Arrumei o pote, fechei a sacola e sorri agradecido. Mas ela parou de rir, ficou me olhando com aqueles olhos azuis parecendo que iam se encher de água, de novo. Era uma merda não entender o rolê. O que estava acontecendo? Porque, demônios, ela ia chorar?
— Deu positivo. — soltei o pote no chão e vi ela se amontoar em meu peito.
Eu tinha cada músculo do meu corpo enrijecido. Duro e tenso.

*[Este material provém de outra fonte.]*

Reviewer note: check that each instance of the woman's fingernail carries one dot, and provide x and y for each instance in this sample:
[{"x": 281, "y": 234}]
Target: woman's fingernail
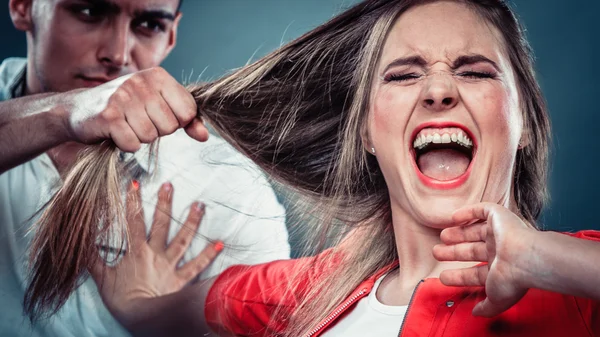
[
  {"x": 219, "y": 246},
  {"x": 199, "y": 206}
]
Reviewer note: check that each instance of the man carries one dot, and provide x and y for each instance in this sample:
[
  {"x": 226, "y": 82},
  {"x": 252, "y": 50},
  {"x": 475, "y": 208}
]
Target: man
[{"x": 89, "y": 76}]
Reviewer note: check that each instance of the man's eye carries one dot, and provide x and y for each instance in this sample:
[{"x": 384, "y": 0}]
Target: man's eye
[
  {"x": 87, "y": 13},
  {"x": 152, "y": 26}
]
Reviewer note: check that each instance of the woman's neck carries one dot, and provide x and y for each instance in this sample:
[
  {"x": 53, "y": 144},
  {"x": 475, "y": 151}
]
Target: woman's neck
[{"x": 415, "y": 243}]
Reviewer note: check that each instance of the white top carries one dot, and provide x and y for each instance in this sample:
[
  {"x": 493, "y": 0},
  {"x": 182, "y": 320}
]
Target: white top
[
  {"x": 369, "y": 318},
  {"x": 241, "y": 210}
]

Foi rápido e mal deu tempo de pensar, até que fechei os braços cobrindo a miudeza chorona, apoiei meu queixo sobre o topo da sua cabeça e ouvi seu choro abafado, molhando minha camisa. Não consegui mais bancar o senhor engraçadinho… Não dava. O assunto era sério, pra nós dois.
— Dom! — eu olhei para trás e vi Mars me gritar — Ligação do Espano. Tem trampo pra gente.
Eu olhei para Érina, ela apenas concordou. Só deu tempo de beijar a sua testa e partir.